What is Android 13 Beta 4?
The first developer preview for Android 13 arrived in early February, granting us an early look at Google’s next major release. Since then, the company has dropped either a developer preview or beta every month, with the latest patch — Beta 4 — arriving in mid-July. With this update, Google has dropped Android 13’s release candidate, meaning it’s more or less ready for primetime. This milestone follows platform stability, which Android 13 reached with Beta 3 in June.
As you might expect, this year’s update is basically all but finished, offering us a complete idea of what makes up Android 13: a focus on privacy and security, new ways to personalize your phone, and even more improvements for tablets and other big-screen devices.
What’s new in Android 13 Beta 4?
Right now, it doesn’t seem like much. Google’s Changelog mentions some routine bug fixes — something to be expected as we get ever-closer to Android 13’s official launch — but otherwise, we have yet to spot any new features. That might make Beta 4 sound boring, but that’s the entire point of a release candidate. This beta is as close to ready as we’re going to get before a full launch for Pixel phones in the coming weeks, and in its own way, that’s pretty damn exciting.
All the Android 13 features we know so far
With all these new additions in Beta 2 now on the table, we know a lot about what’s coming down the line for this year’s update. Here’s everything we found so far.
All Android versions used to come with delicious, sweets-based codenames; remember Android 4.4 KitKat or Android 9 Pie? While Google doesn’t use these codenames for marketing purposes anymore, its developers still use them internally. For Android 13, this name is confirmed to be Tiramisu, following up on the not-publicly used Snow Cone for Android 12, Red Velvet Cake for Android 11, and Android 10’s Quince Tart.

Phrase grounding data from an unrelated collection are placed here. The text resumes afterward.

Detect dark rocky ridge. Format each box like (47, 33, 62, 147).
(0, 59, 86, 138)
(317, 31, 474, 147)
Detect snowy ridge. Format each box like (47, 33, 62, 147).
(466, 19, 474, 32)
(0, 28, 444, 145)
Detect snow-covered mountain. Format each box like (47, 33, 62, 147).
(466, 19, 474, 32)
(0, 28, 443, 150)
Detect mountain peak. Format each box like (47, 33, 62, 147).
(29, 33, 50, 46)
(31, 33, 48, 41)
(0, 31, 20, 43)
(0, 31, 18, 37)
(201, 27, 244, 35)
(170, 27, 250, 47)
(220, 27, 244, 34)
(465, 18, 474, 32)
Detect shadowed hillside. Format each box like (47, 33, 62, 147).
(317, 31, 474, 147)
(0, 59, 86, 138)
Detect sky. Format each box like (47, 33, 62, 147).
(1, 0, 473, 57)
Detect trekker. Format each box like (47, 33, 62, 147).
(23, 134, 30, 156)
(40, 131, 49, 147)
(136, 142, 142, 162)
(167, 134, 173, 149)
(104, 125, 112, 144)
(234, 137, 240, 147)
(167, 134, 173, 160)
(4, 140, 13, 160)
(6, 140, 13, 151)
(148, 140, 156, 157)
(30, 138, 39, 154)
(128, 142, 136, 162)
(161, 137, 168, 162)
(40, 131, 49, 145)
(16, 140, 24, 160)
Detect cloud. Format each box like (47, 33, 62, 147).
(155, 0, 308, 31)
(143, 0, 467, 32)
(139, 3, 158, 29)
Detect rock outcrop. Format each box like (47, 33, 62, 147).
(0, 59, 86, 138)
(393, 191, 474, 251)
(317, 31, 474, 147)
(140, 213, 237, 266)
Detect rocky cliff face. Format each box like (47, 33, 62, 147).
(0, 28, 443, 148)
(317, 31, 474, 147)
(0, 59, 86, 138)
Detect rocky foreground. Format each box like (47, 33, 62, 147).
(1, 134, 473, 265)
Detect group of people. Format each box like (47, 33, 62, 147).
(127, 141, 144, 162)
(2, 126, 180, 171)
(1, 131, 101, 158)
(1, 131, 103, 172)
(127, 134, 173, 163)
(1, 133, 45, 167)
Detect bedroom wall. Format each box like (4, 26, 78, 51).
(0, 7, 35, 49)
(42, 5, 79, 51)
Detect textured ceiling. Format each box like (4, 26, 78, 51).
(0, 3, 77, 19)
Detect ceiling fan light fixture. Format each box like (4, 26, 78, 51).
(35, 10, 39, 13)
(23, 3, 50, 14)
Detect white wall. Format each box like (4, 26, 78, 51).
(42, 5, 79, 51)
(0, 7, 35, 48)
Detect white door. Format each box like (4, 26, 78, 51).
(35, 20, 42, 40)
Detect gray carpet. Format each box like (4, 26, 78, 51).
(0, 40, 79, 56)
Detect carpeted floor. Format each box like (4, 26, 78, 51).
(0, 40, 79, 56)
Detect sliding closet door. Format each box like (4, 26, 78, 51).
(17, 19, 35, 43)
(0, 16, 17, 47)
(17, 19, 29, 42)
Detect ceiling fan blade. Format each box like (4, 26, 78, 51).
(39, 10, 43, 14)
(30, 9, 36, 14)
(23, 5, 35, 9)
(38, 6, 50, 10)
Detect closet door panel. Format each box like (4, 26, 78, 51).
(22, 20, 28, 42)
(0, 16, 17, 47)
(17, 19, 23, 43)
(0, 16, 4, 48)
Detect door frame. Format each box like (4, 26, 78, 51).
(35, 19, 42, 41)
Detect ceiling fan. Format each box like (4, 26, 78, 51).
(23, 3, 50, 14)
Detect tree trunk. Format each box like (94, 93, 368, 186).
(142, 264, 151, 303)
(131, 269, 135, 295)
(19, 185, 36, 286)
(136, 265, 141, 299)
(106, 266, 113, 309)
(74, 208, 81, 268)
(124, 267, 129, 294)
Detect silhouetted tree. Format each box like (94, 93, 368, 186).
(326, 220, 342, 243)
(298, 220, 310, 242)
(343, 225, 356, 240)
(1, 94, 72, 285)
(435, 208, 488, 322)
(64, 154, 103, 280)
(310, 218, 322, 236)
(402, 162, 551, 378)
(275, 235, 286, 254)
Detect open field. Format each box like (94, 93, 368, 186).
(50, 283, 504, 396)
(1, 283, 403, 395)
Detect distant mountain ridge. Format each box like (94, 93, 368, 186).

Remember Android Beam, which allowed you to tap two phones to send links, files, and more to each other? It was replaced with Nearby Share, which doesn’t rely on NFC technology but instead on Bluetooth and Wi-Fi Direct. But this tap-to-transfer method is just too handy and intuitive to vanish into Nirvana, and it looks like Google wants to resurrect it. As we exclusively covered, a similar method for sharing and playing media is bound to return to Android 13. At the moment, it’s codenamed “Media TTT” (tap to transfer), but it’s unlikely that Google will market it under this name.